According to a recent American Institute of Architects (AIA) survey of 500 architects across the country, one of the top features requested in today’s remodeling projects are recycling centers. Homeowners obviously want to minimize the trash they put in the landfill. However, in addition to recycling, there are several more steps you can take. Keep reading to learn more.
The idea that we should do our best to preserve our limited natural resources has really take hold in the U.S. Homeowners are now motivated to achieve a sustainable lifestyle. Still they are often unaware of several of the approaches they can take. For example, consider one of the areas where the typical American family generates the most trash: the kitchen.
On a regular basis, after you are finished cooking, you may be faced with numerous empty metal cans, glass jars, cardboard boxes, styrofoam containers, and plastic bottles. You may also have a mound of left over fruit and vegetable trimmings, egg shells and coffee grounds. Perhaps you have been wondering what is the most convenient and responsible way to dispose of all these items.
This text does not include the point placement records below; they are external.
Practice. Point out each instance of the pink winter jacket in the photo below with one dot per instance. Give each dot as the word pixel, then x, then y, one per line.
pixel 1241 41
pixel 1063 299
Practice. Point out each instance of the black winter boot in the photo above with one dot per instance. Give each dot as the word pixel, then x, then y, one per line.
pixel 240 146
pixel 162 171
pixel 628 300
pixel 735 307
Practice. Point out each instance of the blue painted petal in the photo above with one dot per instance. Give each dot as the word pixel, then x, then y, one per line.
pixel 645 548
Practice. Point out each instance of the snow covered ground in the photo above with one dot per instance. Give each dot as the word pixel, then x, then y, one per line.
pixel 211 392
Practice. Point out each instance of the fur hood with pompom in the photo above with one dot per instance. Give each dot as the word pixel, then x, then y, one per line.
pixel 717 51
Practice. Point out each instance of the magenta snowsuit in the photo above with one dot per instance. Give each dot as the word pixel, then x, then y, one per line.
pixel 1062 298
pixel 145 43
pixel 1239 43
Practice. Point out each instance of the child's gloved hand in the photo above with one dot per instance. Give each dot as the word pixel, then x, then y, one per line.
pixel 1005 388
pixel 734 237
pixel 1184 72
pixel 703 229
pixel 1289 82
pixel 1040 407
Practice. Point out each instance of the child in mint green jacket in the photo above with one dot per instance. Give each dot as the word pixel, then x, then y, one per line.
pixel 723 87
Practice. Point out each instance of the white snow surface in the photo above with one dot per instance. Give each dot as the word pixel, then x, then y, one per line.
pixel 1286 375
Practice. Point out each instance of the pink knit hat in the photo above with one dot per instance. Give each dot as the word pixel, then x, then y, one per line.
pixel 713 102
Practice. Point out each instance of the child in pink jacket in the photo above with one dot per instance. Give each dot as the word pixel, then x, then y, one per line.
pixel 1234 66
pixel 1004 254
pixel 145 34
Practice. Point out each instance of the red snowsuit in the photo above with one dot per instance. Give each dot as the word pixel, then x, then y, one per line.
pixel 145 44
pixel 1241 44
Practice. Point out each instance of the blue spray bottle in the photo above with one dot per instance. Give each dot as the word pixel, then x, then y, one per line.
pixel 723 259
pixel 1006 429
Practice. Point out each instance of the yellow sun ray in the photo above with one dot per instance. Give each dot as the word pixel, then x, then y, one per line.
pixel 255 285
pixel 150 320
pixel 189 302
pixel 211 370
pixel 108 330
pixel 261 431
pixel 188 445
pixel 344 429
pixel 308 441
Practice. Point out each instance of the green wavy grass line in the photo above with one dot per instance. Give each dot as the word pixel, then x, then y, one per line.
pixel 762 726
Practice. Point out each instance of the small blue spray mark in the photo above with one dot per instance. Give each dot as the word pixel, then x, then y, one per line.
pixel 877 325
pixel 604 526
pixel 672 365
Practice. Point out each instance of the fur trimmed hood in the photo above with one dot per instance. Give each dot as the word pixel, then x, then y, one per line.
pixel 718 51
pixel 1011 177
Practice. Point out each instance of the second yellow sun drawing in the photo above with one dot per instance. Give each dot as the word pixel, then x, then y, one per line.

Actually, one of the first questions you should ask yourself is how you can reduce the amount of trash your cooking generates. You may need to revise your buying habits. By purchasing fresh food items and growing your own fruits and vegetables whenever possible, you can avoid accumulating so many packaging containers. In addition, fresh food can provide a healthier, more nutritious meal than pre-packaged food. Include a window garden in your next kitchen remodeling project, so you can conveniently harvest delicious herbs year around. Grow a vegetable garden outside during the warmer months, and plant some edible landscaping that can serve both culinary and decorative purposes. Reserve convenience foods for those days when you simply run out of time and have to cut corners.
Secondly, think about composting the left over scraps after you have peeled the potatoes or cracked the eggs. It is better for the environment if you let this organic material decay and return to the soil, rather than throw it in the disposal or the trash bin. A convenient stainless steel compost container with a tight-fitting lid may be installed in your kitchen countertop, next to the sink. The container stores the food scraps until you are ready to take them outside to compost. The compost, then, provides free fertilizer that can assist you in growing a bumper crop of vegetables and fruit.
Finally, find out which packaging materials may be recycled in your location. It is possible that very little of your kitchen waste needs to go into your trash container. In your kitchen base cabinets, install a recycling unit with several removable recycling bins. A recycling unit will help you separate and store recyclables until they are ready to be picked up at the curb or transported to your local recycling center. Color coded bins facilitate the proper separation of all the items.
By following these approaches to meal preparation in your kitchen–purchasing and growing fresh food, composting, and recycling–you will find yourself taking out the trash less often and putting less trash in the landfill. In other words, you will be practicing a more sustainable lifestyle.